Master of Arts degree with a major in Psychology, option Academic Research

Committee Chair Name

Dr. Kauyumari Sanchez

Committee Chair Affiliation

HSU Faculty or Staff

Second Committee Member Name

Dr. Amber Gaffney

Second Committee Member Affiliation

HSU Faculty or Staff

Third Committee Member Name

Dr. Gregg Gold

Third Committee Member Affiliation

HSU Faculty or Staff

Subject Categories

Psychology

Abstract

It’s a bird! It’s a plane! It’s superman!? Sometimes there are things in our world that are ambiguous. An ambiguous object, for the purposes of this thesis is any object that has more than one interpretation to it. The brain is designed to “fill in the blanks” and make sense of the world. Thus it will use anything available, like language, to help in resolving the ambiguity. Language can change how we perceive information in the world (Dils & Boroditsky, 2010) and where we direct our attention (Ostarek & Vigliocco, 2017; Estes et. al. 2008; Estes, Verges, Adelman, 2015).
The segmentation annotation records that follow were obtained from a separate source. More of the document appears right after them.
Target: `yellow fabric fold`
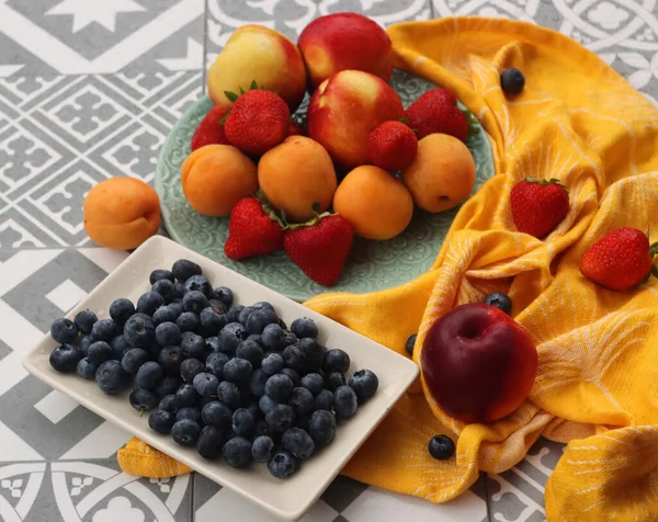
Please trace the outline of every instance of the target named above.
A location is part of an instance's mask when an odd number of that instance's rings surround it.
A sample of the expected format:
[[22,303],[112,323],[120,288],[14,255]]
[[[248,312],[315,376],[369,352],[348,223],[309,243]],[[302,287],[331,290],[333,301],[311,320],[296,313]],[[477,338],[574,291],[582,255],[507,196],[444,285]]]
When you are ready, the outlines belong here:
[[[463,205],[430,272],[306,305],[402,354],[418,331],[418,362],[436,318],[502,291],[536,342],[540,367],[524,405],[488,425],[447,417],[421,376],[343,474],[443,502],[479,470],[512,467],[544,434],[569,442],[546,487],[549,521],[658,520],[658,287],[614,293],[578,270],[606,230],[658,229],[658,112],[594,54],[535,25],[449,18],[388,34],[397,67],[451,89],[483,123],[497,175]],[[507,67],[525,73],[519,97],[500,89]],[[511,219],[510,190],[526,177],[569,188],[570,212],[544,240],[517,232]],[[454,458],[428,454],[438,433],[457,441]]]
Language can play a role in resolving ambiguity by directing attention in certain directions. For example, if I say “upward” and you see something in the sky, you might be inclined to perceive items that are typical in that location (e.g. bird and plane) as compared to atypical items (e.g. wrench) (Estes, Verges, & Adelman, 2015; Estes, Verges, & Barsalou, 2008). However, to date, no study has investigated whether it is possible that such spatial language cues (like “upwards” and “downwards”) can affect the interpretation of an ambiguous stimulus. The aim of this thesis is to explore the effect of spatial language cues on the perception of ambiguous images.